記者「加害者の少年の魂は救われるとお思いですか?」
 私「難しいですけど,可能性を探すのです」
記者「あの少年に対してですね,社会は怒りと恐怖を感じているのですよ,それでも可能性はありますか?」
 私「可能性を見いだそう,とするところに私どもの営みに基盤があるのです。どう見つけていけるか,そこからが課題です」
記者「厳罰主義がやはり必要だというのが,先進国の主張です」
 私「自律的である,厳しさに耐えて責任をとれるようなるには,かけがえのない自分,生まれてきてよかった,この世は生きるに値する,と思える受け入れられる経験が基礎というか,出発点として要ると思います」
記者「人権思想が先進的に発達している欧米で,少年犯罪に厳罰主義をもって臨む主張が主流になってきたのですよ」
 私「ご遺族のご胸中はお察しするに,言葉に尽くせません。悲痛の極みです……。でも怒りや恐怖で思考の方向づけをしたくないのです。子どもの言動はわれわれ大人の鏡でもありましょう。私たちが作ってきた社会,文化,日々のありかた,自分を振り返ることを抜きに,子どものみを取り上げて論じられません」ここらで,私のコメントは没,と決まる。

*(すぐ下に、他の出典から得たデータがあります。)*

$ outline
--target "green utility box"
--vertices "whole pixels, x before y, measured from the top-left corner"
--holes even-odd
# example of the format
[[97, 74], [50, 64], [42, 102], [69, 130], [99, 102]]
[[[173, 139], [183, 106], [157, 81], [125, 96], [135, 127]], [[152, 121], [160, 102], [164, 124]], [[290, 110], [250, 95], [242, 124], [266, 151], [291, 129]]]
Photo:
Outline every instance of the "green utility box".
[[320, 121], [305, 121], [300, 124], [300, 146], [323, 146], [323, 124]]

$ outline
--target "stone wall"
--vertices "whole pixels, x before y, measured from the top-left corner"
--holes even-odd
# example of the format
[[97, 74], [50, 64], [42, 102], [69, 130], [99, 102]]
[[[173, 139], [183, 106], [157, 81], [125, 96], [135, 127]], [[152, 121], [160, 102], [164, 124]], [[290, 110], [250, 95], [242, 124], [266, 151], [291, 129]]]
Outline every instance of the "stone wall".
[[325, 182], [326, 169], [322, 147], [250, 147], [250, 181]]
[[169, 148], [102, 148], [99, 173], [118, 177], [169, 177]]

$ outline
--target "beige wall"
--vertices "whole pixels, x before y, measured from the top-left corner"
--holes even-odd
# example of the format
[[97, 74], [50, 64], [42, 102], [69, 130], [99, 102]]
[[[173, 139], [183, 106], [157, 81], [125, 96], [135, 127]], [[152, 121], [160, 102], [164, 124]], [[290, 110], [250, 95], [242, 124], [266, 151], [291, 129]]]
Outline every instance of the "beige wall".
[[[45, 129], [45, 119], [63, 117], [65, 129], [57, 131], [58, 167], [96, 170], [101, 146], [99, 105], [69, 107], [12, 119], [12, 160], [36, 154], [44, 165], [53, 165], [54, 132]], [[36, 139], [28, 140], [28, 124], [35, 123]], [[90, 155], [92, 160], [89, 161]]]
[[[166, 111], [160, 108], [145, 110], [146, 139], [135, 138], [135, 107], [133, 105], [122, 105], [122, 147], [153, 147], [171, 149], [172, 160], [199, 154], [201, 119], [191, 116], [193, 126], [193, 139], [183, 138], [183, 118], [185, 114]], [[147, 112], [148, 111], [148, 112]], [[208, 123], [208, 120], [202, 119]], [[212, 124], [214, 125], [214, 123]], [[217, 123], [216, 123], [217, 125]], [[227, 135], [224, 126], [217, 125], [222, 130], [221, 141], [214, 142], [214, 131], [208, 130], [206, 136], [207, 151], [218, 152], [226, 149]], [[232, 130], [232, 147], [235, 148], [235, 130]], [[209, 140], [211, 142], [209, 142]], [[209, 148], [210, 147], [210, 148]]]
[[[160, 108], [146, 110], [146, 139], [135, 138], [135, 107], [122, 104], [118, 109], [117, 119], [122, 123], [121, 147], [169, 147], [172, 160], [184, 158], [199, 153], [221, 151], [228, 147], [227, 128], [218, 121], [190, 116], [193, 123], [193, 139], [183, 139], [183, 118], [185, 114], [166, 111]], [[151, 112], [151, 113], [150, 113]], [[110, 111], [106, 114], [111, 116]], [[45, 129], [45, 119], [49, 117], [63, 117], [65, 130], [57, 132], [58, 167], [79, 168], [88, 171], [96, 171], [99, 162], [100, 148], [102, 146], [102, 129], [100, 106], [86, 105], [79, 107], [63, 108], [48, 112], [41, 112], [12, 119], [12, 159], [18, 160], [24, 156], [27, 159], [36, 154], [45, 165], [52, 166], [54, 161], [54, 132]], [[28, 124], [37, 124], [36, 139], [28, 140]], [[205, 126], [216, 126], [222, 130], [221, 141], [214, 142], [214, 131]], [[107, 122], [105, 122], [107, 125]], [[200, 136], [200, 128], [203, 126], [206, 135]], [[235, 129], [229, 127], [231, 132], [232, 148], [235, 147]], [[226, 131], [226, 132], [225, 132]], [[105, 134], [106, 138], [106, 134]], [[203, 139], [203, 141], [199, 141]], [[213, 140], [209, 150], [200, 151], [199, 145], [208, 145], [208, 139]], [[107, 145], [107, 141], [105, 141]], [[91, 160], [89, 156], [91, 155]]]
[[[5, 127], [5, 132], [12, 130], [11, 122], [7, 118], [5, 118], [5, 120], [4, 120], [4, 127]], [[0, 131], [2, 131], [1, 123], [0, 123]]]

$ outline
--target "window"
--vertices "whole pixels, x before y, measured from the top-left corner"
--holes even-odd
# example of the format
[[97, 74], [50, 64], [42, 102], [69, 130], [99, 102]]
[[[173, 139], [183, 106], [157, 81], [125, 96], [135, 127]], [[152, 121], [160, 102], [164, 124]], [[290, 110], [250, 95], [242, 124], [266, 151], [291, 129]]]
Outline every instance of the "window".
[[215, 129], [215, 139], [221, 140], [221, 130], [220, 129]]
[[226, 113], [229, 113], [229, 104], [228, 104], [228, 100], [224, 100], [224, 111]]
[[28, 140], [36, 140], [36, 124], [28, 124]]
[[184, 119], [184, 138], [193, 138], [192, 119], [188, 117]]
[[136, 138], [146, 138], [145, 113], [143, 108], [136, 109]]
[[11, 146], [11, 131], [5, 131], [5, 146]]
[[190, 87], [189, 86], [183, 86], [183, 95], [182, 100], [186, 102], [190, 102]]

 もっと,時流?に即した内容が求められているらしい。
 心理臨床の営みにおいては,個人の内面に寄り添うことはもちろんだが,時代や社会,文化というコンテクストの中に人はある,という視点を忘れてはならない。だが,時代の流れに敏感になりすぎてはいかがなものか。変わるもの,変わらざるもの,変えてはならないもの,これらについてしっかり考えなくてはならない,と思う。可能性の乏しく 見える状況,あるいは成長モデルに則っては処しきれない課題が現実の臨床では多い。そのような場に臨んで,その傍らに居続けて,何から着手できるのか,どうあればよいのか。ここでは,そのいとぐちにでも触れ得たであろうか。
 篤い病の床にある主人の傍らにあって,この一書の書き下ろし部分や補足を書き始め,遅々として筆は進まず,出版社には大層ご迷惑をおかけした。講演や執筆をいつも恥じらい躊躇う私に「そう,ありのままに,等身大で……」と主人は保証してくるのが常であり,本書に収めた調査研究「見えざる世界とのかかわり」などについても,活字にするのをためらうと「君らしい調査だよ」と励ましてくれた。その声が聴かれなくなった今,読者のご叱正,御高見を参考に今後も精進したい,と思う。